Karl Nolle, MdL

Sächsische Zeitung, 09.05.2001

Gute Zeiten, schlechte Zeiten

Erstmals nimmt der Ministerpräsident persönlich zu den Vorwürfen Stellung
 
DRESDEN. Die guten alten Zeiten. Ministerpräsident, Minister und Staatssekretäre wohnen Tür an Tür. Die Frühstückstafel dient als verlängerter Kabinettstisch. Und Ingrid Biedenkopf schmeckt die Salatsoße ab.
Die guten alten Zeiten auf der Schevenstraße 1 - aus und vorbei. Und niemand will sie mehr wahrhaben, vor allem nicht die Journalis~ten. "Schauen Sie mal in Ihre Archive", rät Kurt Biedenkopf, "damals fanden das einige von Ihnen ganz toll." Aber nein, heute schreiben sie über eine angeblich zu billige Miete, über Enkel, die mit dem Dienstwagen vom Kindergarten abgeholt werden, und über Sicherheitsbeamte, die für Frau Biedenkopf die Einkaufstüten tragen müssen.
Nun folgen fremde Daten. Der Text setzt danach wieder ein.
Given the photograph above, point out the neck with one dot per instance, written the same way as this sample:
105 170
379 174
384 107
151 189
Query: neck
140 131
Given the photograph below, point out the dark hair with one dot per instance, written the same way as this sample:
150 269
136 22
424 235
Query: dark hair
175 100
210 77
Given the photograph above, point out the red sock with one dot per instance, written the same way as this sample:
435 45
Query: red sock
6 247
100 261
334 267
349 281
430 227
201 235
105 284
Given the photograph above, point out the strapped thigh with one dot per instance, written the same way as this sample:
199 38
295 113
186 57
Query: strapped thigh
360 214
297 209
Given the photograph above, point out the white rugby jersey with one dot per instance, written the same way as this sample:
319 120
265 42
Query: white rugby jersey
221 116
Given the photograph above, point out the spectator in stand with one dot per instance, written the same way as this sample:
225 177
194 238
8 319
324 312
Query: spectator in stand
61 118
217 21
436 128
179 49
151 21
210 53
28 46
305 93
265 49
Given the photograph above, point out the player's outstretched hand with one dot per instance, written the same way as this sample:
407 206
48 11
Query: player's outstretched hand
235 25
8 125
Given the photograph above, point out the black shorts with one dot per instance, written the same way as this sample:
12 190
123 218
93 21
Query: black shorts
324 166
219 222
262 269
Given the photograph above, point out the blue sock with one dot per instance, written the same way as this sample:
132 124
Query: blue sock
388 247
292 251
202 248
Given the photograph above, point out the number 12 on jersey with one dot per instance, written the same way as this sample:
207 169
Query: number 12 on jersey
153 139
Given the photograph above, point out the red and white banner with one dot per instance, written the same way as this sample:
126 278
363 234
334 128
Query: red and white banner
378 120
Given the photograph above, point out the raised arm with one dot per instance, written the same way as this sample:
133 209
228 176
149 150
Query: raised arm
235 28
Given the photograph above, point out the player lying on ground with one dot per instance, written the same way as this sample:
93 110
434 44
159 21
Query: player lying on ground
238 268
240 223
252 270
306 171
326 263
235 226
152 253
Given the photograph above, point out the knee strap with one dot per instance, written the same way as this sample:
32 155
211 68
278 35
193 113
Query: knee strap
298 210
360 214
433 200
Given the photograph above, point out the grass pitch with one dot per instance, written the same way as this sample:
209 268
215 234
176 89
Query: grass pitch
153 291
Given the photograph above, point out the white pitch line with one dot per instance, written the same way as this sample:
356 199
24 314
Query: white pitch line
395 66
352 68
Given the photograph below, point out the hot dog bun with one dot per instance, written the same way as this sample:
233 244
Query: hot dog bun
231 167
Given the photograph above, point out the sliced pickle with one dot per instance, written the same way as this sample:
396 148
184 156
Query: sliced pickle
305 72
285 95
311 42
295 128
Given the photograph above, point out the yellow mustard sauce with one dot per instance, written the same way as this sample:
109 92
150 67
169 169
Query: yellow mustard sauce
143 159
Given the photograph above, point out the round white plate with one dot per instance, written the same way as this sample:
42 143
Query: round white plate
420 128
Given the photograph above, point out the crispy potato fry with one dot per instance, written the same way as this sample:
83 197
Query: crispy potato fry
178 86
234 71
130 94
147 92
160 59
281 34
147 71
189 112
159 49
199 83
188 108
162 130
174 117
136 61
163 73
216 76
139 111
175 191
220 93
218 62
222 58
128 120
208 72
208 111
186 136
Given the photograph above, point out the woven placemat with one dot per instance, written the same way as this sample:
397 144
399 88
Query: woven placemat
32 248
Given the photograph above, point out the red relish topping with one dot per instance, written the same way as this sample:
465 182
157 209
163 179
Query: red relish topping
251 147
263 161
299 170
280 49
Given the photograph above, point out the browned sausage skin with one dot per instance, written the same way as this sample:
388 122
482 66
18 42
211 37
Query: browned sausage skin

Verteidigungsschlacht statt Offensive

Schlechte Zeiten für die Biedenkopfs. Die bundesweite Debatte sei unangenehm und er den Ärger leid, sagte der Ministerpräsident gestern vor einem Dutzend Kameras und an die hundert Zuhörern auf der Regierungskonferenz. Zum ersten Mal nahm er persönlich zu den Vorwürfen Stellung, die seit Wochen die Medien beherrschen. Unmittelbar vor Beginn ließ er eine Pressemitteilung verteilen: "Gästehaus Schevenstraße: MP Biedenkopf erwartet bis Ende Mai unanfechtbare abschließende Regelung." Darin teilt er mit, dass er den Finanzminister um entsprechende Schritte gebeten habe. Staatskanzlei, Innenminister und Rechnungshof sollten daran mitwirken.
Doch was wie ein Schritt in die Offensive wirken sollte, geriet alsbald zur Verteidigungsschlacht. Kurt Biedenkopf musste eingestehen, dass er über den Prüfvermerk des Rechnungshofes von 1994 bis vor kurzem nicht informiert war. Darin hatte die Behörde deutliche Kritik an der Praxis geübt, die Serviceleistungen des Personals auf der Schevenstraße nicht auf die Miete umzulegen. Im Übrigen habe er sich auf den damaligen Finanzminister Georg Milbradt verlassen. Dieser hatte nach Abschluss des Mietvertrages 1997 alle Fragen für geregelt erklärt. Zum Beweis verteilte Biedenkopf den Brief sowie ein weiteres Schreiben Milbradts von 1994 an alle Journalisten.
Ein Versuch, die Schuld für die schlimme Geschichte dem Ex-Minister in die Schuhe zu schieben? Nein, niemand wird schuldig gesprochen. Auch nicht der damalige Staatskanzleichef Günter Meyer, der von dem Rechnungshof-Vermerk wohl gewusst, ihn aber nicht an seinen Chef weitergeleitet hatte. Trotzdem will Biedenkopf seinen guten alten Freund noch einmal nach Dresden zitieren. Zu vermuten ist, dass es bei dem Treffen nicht nur um die guten alten Zeiten geht.
Die Zeiten haben sich geändert. Unter normalen Umständen, sinnierte der Regierungschef, wäre das alles nicht in der Öffentlichkeit ausgebreitet worden. Niemand hätte sich dafür interessiert, dass er im Urlaub das Personal von der Schevenstraße an seinen "Sommersitz in Süddeutschland" - gemeint ist das Biedenkopf-Wohnhaus am Chiemsee - gleich wochenweise abordnen ließ. Niemand hätte sich darum gekümmert, dass die Firma des Schwiegersohns einen Putzauftrag für die Schevenstraße bekommt. Und niemand hätte geschrieben, dass Ingrid Biedenkopf in dem Gästehaus eine "schwarze Kasse" führt.

Hoffnung auf bessere Zeiten

Gute Zeiten, schlechte Zeiten. Vielleicht folgen wieder bessere? Kurt Biedenkopf gibt die Hoffnung nicht auf: "Wir haben nicht die Absicht, unsere Aufgaben vorzeitig zu beenden." Zu spät bemerkt er den Lapsus, sicherheitshalber wiederholt er den Satz noch mal in der Ich-Form. Die Zeiten sind nicht nach Rücktritt. Was bliebe vom Ruf des Querdenkers? Und von dem der Landesmutter? Und: "Wer soll Nachfolger werden?" Bei dieser Journalisten-Frage grinste Biedenkopf übers ganze Gesicht - und schwieg. So hat er's gern. Wie in guten alten Zeiten.